Insight Pipeline
How raw recipe data flows through Meridian's extraction, enrichment, and indexing layers to power semantic search.
Ingestion
Recipes arrive via user submission, URL import, or bulk upload. Each source is normalized to a canonical JSON schema before entering the pipeline. Duplicate detection runs on title + ingredient fingerprint to prevent re-processing.
Extraction
A structured LLM call extracts ingredients, quantities, units, steps, timing, and equipment from free-text instructions. Confidence scores are attached to every field. Low-confidence extractions are queued for human review.
Enrichment
Ingredients are linked to a nutritional database for macro estimates. Dietary tags (vegan, gluten-free, keto) are inferred from ingredient sets. Cuisine classification uses a fine-tuned embedding model.
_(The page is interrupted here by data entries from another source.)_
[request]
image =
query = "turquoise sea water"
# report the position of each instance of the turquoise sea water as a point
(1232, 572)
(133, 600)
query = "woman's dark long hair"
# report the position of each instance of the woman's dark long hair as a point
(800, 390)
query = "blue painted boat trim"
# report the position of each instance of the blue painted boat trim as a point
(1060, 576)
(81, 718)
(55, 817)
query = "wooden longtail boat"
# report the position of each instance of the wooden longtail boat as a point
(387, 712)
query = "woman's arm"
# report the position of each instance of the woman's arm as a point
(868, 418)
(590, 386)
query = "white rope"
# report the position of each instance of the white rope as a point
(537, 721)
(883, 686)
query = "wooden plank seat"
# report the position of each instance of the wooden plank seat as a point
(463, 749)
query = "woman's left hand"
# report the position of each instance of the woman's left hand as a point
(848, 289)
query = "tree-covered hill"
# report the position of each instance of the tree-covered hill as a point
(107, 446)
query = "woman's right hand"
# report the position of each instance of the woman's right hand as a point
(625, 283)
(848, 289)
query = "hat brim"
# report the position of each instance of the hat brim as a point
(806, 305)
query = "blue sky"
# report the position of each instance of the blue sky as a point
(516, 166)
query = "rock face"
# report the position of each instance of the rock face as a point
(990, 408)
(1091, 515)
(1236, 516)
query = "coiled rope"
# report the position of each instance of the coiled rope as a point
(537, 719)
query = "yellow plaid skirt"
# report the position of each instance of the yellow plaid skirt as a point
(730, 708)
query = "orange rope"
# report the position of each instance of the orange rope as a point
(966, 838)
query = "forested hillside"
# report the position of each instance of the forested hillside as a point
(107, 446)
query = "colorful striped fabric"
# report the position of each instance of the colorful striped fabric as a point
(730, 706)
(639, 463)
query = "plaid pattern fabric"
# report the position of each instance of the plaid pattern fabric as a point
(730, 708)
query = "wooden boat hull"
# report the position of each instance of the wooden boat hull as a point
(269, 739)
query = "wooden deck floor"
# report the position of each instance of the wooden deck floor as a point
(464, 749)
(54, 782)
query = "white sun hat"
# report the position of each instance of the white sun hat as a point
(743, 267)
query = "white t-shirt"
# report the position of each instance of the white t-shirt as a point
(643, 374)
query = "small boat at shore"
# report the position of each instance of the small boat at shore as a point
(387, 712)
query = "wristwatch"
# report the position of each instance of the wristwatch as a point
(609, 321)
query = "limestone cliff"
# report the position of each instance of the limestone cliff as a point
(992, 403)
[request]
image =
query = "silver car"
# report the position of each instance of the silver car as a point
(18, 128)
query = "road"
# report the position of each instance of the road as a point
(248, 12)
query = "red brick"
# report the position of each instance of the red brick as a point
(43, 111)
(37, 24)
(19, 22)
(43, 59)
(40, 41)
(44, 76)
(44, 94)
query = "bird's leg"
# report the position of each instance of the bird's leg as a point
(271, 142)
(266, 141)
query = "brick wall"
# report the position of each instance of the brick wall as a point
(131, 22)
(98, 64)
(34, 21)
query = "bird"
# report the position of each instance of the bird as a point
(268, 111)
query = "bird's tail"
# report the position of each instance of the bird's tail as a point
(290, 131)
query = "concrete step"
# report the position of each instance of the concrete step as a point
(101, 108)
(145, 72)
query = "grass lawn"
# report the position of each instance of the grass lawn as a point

All enrichments are stored as versioned annotations so upstream data corrections propagate cleanly.
Indexing
Finalized documents are embedded and written to a vector store. Hybrid indexes combine dense embeddings with sparse keyword inverted lists. Real-time updates are pushed via a change-data- capture stream so search results reflect edits within seconds.
Observability
Every pipeline stage emits structured logs and latency metrics. A dead-letter queue catches permanent failures for operator triage. Throughput is gated by a token-bucket rate limiter to keep LLM costs predictable under burst load.
This pipeline processes approximately 12,000 recipes per hour at steady state. Peak throughput during bulk imports reaches 40,000/hr with automatic horizontal scaling of extraction workers.